The project leader and ambassador for the much admired sports coupe, Tada (left) is a practised diplomat. But he isn’t about to let slip anything that might be frowned upon back in head office.
Push the right buttons and touch the right topic, though, and Tada-san will open up. Twin-clutch or direct-shift transmissions, for starters. He’s no fan.
DSGs won’t be considered for the next-generation 86, he declares unequivocally. DSG gearboxes are “in the past”, he adds. Yes, he agrees, DSGs are faster and more fuel efficient than manual gearboxes, but they are not the latest technology.
“There will be better automatic transmissions – faster, more economical and very sporty. Better than DSG.”
With paddles, of course.
Tada, visiting Australia for his third ‘Festival of the 86’ gathering, has already managed the nearimpossible by bringing a dash of passion and excitement to Toyota, a brand sometimes considered the automotive equivalent of whitegoods on wheels.
The 86 has been a stellar success globally, and Australia is the single largest market per capita, with more than 16,000 coupes sold in just four years (plus another 3500 Subaru BRZs).

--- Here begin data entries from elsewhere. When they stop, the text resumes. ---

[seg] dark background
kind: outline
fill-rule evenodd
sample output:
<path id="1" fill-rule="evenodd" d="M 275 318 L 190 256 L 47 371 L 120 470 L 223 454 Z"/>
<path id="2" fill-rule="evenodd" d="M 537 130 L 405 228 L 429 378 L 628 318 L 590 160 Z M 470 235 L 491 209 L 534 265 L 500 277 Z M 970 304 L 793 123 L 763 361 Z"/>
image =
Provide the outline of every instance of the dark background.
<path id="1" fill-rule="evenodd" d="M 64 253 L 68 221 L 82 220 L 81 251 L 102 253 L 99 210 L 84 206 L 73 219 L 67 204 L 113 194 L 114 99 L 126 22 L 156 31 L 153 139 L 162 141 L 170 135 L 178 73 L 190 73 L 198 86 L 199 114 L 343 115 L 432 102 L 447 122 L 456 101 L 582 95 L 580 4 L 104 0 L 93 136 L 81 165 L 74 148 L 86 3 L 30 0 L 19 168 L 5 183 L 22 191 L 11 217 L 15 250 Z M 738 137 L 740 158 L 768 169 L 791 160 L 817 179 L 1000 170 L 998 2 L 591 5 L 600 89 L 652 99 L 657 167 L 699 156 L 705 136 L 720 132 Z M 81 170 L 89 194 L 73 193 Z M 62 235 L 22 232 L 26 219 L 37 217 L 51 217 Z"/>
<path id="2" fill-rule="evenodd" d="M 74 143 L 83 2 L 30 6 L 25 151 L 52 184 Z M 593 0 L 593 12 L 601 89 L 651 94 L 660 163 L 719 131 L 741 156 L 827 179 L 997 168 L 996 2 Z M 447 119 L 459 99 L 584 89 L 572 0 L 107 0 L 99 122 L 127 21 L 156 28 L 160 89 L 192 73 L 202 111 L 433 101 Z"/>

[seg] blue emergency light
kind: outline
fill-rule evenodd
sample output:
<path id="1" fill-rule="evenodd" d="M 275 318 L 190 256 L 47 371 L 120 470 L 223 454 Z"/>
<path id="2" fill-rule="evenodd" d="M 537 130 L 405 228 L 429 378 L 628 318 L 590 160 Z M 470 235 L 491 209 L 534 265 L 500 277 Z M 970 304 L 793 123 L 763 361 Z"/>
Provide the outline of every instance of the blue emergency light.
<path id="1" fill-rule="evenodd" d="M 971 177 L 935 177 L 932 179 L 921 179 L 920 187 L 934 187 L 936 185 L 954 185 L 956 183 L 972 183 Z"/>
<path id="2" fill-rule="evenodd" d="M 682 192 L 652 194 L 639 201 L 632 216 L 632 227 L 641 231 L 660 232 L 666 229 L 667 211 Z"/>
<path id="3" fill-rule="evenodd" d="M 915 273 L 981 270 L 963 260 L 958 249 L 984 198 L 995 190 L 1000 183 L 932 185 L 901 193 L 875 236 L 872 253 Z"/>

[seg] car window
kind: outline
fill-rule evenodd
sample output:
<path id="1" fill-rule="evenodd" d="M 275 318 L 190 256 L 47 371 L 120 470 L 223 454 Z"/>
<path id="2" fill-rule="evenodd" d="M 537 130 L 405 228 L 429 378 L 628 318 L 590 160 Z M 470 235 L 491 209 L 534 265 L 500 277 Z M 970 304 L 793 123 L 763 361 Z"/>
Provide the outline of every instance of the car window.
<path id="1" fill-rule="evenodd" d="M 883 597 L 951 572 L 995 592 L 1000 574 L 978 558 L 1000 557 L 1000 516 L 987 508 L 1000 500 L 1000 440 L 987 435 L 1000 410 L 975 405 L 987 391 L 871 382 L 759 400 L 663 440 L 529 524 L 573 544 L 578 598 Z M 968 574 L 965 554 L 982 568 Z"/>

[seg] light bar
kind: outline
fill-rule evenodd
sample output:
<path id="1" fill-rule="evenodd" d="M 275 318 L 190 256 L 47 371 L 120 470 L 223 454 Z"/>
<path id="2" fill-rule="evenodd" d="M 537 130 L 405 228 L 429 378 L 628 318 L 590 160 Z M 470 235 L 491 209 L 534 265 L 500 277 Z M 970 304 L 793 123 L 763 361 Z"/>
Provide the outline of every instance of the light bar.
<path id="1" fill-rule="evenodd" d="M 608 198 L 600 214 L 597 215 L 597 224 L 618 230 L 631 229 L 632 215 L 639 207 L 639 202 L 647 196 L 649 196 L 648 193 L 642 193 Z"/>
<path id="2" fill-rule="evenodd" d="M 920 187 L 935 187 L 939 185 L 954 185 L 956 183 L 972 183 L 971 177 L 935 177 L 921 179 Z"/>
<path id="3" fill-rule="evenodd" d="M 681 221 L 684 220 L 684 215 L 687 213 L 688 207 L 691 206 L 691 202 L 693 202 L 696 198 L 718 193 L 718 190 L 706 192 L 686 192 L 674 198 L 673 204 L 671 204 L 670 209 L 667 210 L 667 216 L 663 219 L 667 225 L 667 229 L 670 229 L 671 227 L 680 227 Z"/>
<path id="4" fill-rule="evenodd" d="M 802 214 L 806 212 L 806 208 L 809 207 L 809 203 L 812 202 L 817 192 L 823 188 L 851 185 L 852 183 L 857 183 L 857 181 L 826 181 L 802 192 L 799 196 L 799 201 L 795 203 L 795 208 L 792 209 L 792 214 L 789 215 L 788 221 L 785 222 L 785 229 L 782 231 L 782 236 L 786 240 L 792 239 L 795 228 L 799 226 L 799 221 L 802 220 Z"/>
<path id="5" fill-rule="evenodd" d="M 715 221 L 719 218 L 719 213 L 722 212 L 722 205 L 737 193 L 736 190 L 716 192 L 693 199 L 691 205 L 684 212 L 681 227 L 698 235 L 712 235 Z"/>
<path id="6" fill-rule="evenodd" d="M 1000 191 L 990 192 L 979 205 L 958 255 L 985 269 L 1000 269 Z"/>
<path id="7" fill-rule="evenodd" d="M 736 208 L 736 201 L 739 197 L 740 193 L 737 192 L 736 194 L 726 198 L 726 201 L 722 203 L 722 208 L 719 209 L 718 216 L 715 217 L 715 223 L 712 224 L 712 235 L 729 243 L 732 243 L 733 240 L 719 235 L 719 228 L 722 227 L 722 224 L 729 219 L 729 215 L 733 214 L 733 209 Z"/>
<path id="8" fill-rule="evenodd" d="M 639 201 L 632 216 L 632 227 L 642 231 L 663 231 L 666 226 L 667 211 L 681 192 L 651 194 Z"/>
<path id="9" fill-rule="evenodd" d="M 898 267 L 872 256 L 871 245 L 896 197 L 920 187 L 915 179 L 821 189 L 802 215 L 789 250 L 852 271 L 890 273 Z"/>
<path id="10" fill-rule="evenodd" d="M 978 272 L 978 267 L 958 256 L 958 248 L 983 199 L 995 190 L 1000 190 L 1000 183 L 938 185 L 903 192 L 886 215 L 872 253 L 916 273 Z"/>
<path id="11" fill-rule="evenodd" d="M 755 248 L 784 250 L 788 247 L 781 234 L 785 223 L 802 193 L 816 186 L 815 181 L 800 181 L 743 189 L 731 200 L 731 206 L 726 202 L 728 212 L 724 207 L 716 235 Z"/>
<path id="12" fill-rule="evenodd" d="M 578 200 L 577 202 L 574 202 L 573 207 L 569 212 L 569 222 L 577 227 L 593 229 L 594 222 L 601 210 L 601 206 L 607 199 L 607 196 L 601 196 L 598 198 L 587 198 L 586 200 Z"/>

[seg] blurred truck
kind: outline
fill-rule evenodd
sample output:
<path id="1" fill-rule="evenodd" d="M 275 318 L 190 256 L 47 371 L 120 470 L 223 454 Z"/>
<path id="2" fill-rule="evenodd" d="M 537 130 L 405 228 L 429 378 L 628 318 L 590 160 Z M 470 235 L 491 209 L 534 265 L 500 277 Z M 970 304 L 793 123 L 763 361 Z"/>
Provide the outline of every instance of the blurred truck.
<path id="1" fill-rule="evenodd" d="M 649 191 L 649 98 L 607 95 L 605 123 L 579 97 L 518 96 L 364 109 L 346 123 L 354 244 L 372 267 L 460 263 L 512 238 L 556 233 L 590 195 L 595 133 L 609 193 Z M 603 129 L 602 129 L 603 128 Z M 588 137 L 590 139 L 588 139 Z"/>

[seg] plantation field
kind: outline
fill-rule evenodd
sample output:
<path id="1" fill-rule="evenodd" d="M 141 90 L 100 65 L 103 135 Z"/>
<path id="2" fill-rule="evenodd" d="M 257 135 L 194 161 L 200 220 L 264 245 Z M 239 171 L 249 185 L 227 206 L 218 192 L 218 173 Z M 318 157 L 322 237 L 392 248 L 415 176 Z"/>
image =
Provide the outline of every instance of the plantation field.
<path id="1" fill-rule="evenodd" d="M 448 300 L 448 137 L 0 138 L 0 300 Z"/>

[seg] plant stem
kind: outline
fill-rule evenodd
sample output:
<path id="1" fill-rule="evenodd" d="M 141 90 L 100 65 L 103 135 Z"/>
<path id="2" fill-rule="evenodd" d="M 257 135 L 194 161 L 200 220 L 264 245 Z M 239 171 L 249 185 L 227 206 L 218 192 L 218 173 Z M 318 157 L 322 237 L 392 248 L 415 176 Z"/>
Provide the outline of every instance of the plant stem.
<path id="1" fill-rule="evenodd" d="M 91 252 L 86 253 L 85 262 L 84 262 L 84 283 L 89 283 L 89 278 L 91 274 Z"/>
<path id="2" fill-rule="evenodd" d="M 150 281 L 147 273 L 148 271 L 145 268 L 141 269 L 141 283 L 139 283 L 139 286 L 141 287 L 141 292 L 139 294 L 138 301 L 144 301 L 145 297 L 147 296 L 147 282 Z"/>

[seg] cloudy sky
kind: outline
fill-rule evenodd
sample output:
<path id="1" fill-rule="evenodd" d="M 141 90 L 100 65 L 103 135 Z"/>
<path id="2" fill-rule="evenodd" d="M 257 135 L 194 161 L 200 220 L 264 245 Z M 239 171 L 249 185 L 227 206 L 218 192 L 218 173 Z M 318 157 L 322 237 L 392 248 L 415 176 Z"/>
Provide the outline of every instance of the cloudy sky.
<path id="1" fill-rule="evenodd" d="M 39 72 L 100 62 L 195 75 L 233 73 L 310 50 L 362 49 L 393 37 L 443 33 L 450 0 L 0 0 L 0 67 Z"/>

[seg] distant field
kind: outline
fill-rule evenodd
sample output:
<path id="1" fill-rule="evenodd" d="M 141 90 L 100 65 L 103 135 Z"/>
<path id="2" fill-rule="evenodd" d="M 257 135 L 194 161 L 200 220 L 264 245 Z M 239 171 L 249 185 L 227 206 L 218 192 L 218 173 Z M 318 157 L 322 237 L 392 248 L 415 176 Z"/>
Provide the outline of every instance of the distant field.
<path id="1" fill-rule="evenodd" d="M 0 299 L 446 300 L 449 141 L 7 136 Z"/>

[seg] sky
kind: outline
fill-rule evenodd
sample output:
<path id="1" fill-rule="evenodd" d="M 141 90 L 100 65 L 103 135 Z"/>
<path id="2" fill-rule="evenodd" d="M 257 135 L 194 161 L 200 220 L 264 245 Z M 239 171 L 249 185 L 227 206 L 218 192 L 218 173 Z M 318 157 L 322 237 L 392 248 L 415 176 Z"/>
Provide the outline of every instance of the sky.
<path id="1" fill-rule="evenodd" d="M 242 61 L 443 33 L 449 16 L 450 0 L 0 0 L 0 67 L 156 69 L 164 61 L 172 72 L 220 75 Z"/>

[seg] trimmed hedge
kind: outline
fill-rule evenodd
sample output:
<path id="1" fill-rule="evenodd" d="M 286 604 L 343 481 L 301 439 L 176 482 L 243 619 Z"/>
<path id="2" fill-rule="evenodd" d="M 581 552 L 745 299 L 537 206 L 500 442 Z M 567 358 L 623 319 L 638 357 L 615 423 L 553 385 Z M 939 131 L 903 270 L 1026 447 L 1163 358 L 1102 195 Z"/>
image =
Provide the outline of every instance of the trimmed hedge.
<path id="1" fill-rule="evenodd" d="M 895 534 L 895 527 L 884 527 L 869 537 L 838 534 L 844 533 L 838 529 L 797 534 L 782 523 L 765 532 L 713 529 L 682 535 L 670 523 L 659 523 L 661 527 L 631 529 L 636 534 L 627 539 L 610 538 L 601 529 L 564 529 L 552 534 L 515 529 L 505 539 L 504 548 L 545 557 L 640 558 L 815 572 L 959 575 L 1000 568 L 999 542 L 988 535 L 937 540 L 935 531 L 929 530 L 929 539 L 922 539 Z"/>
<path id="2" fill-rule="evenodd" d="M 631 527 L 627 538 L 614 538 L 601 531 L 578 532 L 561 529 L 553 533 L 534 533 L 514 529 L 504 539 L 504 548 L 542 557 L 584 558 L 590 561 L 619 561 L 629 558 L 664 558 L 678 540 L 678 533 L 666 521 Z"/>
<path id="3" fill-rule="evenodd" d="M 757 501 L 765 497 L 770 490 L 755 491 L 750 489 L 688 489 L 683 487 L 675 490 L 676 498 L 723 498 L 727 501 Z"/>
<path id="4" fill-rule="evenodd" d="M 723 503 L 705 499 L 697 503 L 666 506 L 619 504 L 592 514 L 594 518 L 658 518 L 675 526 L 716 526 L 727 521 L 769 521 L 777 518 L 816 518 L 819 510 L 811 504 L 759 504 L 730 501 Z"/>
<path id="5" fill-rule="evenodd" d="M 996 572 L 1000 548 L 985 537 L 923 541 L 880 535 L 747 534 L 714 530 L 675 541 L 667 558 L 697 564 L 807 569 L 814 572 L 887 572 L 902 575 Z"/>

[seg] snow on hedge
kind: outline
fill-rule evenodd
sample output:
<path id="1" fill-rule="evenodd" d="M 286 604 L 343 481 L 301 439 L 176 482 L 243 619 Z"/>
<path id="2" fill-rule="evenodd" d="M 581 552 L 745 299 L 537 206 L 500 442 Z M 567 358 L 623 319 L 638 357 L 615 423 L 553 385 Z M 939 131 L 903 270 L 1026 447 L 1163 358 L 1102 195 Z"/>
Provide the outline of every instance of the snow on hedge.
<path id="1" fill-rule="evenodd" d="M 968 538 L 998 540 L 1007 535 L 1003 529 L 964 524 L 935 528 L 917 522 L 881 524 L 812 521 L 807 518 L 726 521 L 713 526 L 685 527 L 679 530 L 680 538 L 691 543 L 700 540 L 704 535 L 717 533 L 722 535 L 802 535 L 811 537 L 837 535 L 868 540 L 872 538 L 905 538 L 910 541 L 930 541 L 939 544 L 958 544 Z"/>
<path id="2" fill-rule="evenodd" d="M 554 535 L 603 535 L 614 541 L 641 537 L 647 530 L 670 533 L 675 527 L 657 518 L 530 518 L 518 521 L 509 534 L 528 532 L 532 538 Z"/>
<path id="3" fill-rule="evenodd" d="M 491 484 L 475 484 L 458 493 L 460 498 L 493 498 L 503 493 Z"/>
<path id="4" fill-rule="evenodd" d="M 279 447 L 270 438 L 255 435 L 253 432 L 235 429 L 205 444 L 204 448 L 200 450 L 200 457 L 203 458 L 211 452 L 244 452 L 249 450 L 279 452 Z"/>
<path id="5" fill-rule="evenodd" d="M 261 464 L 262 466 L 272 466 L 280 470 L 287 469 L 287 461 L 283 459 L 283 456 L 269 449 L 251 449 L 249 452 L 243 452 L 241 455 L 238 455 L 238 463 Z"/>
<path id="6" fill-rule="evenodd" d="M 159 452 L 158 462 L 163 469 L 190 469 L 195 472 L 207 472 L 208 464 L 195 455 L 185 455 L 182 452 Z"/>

Tada is a hero to loyal and fanatical owners, and probably to the beancounters back in Nagoya.
His ambition is to expand the 86 range beyond the present coupe.
A convertible concept has been around since 2013 and now the world has seen a Shooting Brake (wagon) model penned by Toyota’s Australian design team (pictured, below) and hand-built by the giant’s sports car division in Japan.
Four years after the launch of the 86 coupe, we’re still waiting for the family to propagate.
Tada hasn’t lost the faith. He points to the modern Mini family as his ideal template for an expanded Toyota 86 range. What kind of different models? “No particular ideas at the moment.”